Avons-nous besoin d’illusions ?

Publié le par Anton Suwalki

Un texte de Jean Bricmont
publié dans le quotidien Le Soir, Bruxelles 22 décembre 2007

 

Discuter de l’utilité des religions permet d’éviter de poser une autre question, première et fondamentale, celle de la vérité des doctrines religieuses. Dans le temps, les chrétiens ne nous disaient pas que la religion soulage, fonde nos valeurs ou donne un sens à la vie, mais qu’il est vrai que Dieu existe, qu’il y a une vie après la mort, un ciel et un enfer, que Jésus est mort pour nos péchés etc. Et c’était parce que ces doctrines étaient vraies que la religion avait une dimension morale.

La vérité des doctrines religieuses s’appuyait soit sur des arguments a priori – les "preuves" métaphysiques de l’existence de Dieu – soit sur des arguments a posteriori, principalement sur l’idée que le monde, dans toute sa complexité, ne peut pas surgir de "rien" ni être "dû au hasard".
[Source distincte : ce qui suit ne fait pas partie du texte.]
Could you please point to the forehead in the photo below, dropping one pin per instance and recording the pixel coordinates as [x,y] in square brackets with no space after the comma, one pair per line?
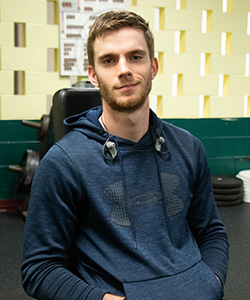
[120,41]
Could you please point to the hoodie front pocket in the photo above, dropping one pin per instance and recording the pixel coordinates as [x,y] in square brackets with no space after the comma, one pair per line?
[196,283]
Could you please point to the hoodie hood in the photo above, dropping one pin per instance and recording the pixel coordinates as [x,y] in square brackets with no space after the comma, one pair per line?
[88,123]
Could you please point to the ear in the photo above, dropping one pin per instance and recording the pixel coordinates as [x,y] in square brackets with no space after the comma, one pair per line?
[92,76]
[154,67]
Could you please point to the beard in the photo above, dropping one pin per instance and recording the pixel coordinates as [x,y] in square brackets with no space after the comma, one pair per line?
[128,101]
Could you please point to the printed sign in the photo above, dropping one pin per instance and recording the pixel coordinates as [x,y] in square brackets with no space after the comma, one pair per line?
[76,16]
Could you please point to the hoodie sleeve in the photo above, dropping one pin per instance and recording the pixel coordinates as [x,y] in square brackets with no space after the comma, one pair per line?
[204,219]
[55,202]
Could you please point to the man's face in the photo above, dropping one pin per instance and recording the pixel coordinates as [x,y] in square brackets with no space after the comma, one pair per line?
[123,70]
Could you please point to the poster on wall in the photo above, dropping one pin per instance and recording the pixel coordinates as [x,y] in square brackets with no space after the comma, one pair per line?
[76,16]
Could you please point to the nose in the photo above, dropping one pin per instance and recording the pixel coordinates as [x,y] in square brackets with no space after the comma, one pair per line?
[123,69]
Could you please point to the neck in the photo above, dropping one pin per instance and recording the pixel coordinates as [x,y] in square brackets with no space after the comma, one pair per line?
[130,126]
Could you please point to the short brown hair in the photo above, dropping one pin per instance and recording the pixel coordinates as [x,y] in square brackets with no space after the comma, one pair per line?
[115,20]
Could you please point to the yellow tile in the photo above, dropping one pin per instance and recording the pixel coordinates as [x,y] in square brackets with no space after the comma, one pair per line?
[164,40]
[240,44]
[6,34]
[230,22]
[180,107]
[200,85]
[31,11]
[22,107]
[182,63]
[49,34]
[44,83]
[7,82]
[203,42]
[227,107]
[183,19]
[241,5]
[25,59]
[204,4]
[162,85]
[228,64]
[157,3]
[239,85]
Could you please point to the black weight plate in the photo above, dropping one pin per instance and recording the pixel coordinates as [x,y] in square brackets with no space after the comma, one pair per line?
[226,182]
[229,203]
[228,197]
[227,191]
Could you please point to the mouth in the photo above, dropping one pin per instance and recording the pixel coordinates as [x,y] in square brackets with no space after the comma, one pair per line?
[129,86]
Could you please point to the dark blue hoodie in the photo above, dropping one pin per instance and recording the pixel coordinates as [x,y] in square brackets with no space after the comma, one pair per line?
[136,219]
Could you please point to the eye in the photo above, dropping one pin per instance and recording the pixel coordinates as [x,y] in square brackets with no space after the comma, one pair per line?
[108,61]
[137,57]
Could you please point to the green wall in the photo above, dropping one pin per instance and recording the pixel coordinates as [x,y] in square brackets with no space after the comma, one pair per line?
[226,141]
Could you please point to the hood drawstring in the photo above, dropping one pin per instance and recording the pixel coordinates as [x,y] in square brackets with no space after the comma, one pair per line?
[109,147]
[159,144]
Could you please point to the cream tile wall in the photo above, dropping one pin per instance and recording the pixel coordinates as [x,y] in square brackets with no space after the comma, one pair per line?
[37,82]
[199,75]
[183,90]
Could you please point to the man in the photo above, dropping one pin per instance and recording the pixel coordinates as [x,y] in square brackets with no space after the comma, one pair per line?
[123,206]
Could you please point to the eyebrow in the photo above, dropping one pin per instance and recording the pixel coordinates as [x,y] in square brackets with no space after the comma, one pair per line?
[111,55]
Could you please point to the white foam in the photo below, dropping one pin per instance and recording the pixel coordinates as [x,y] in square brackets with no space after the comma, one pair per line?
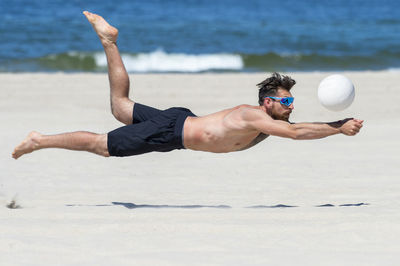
[159,61]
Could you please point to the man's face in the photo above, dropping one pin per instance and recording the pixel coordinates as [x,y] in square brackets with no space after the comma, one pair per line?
[277,110]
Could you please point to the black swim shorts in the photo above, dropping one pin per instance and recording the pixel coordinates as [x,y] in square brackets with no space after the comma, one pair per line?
[151,130]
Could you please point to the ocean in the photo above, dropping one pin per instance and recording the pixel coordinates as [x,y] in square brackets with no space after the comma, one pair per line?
[203,35]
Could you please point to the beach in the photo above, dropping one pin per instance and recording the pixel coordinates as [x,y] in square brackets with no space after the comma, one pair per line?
[332,201]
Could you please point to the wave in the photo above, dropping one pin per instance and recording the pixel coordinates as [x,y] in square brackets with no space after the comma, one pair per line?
[160,61]
[157,61]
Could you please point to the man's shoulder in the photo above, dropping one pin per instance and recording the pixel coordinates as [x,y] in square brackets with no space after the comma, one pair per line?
[251,112]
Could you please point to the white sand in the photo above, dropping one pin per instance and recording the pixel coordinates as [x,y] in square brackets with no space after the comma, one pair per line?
[336,170]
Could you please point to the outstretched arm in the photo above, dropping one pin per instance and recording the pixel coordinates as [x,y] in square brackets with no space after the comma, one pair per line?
[265,124]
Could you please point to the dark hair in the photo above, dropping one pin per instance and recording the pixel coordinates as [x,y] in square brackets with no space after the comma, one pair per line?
[270,86]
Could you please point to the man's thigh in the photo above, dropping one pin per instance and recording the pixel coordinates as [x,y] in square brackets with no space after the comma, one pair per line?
[143,113]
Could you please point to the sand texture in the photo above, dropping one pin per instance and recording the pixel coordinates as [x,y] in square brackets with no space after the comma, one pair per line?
[195,208]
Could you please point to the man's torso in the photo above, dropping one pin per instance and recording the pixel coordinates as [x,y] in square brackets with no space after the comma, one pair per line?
[224,131]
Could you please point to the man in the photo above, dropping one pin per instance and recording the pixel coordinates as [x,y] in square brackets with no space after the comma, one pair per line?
[148,129]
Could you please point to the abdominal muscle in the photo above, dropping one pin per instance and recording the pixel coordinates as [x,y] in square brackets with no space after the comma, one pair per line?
[219,132]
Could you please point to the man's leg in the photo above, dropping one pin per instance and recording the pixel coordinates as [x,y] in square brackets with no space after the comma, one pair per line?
[78,141]
[121,105]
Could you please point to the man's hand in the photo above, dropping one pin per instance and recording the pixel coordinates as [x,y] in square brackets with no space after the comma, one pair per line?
[350,126]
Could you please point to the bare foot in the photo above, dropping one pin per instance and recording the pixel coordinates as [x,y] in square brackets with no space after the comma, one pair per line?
[30,143]
[107,33]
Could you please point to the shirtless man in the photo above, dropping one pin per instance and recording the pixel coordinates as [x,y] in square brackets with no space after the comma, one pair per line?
[148,129]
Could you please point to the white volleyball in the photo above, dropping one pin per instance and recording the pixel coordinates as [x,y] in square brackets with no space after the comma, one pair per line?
[336,92]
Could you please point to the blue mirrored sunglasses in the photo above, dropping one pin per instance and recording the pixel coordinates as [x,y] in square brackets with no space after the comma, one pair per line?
[283,100]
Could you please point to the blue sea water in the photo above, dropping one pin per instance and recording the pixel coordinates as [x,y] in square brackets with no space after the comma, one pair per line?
[203,35]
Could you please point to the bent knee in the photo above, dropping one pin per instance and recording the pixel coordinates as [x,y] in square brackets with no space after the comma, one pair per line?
[122,110]
[101,147]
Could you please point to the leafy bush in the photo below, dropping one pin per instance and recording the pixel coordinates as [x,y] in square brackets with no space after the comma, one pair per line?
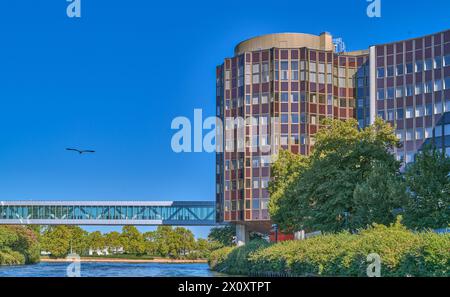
[18,245]
[236,260]
[9,257]
[217,258]
[402,253]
C’est une erreur fréquente de croire que la science a réfuté ces idées, en apportant une réponse non religieuse à ces questions (par exemple, le darwinisme comme explication de l’origine de la complexité). En effet, les croyants peuvent, et pourront toujours, déplacer les questions et en trouver d’autres auxquelles la science ne répond pas. Mais la science, ou plutôt les philosophies qui se sont appuyées sur elle (matérialisme, empirisme, positivisme logique) ont changé l’idée que nous avons de ce qu’est une réponse valide à une question donnée.

D’un point de vue scientifique, invoquer comme explication d’un phénomène quelconque, l’univers par exemple, un être tel que Dieu dont on n’a aucune connaissance, même indirecte, et qu’on ne peut caractériser d’aucune façon précise, revient à dire "on ne sait pas" ou "c’est dû au hasard".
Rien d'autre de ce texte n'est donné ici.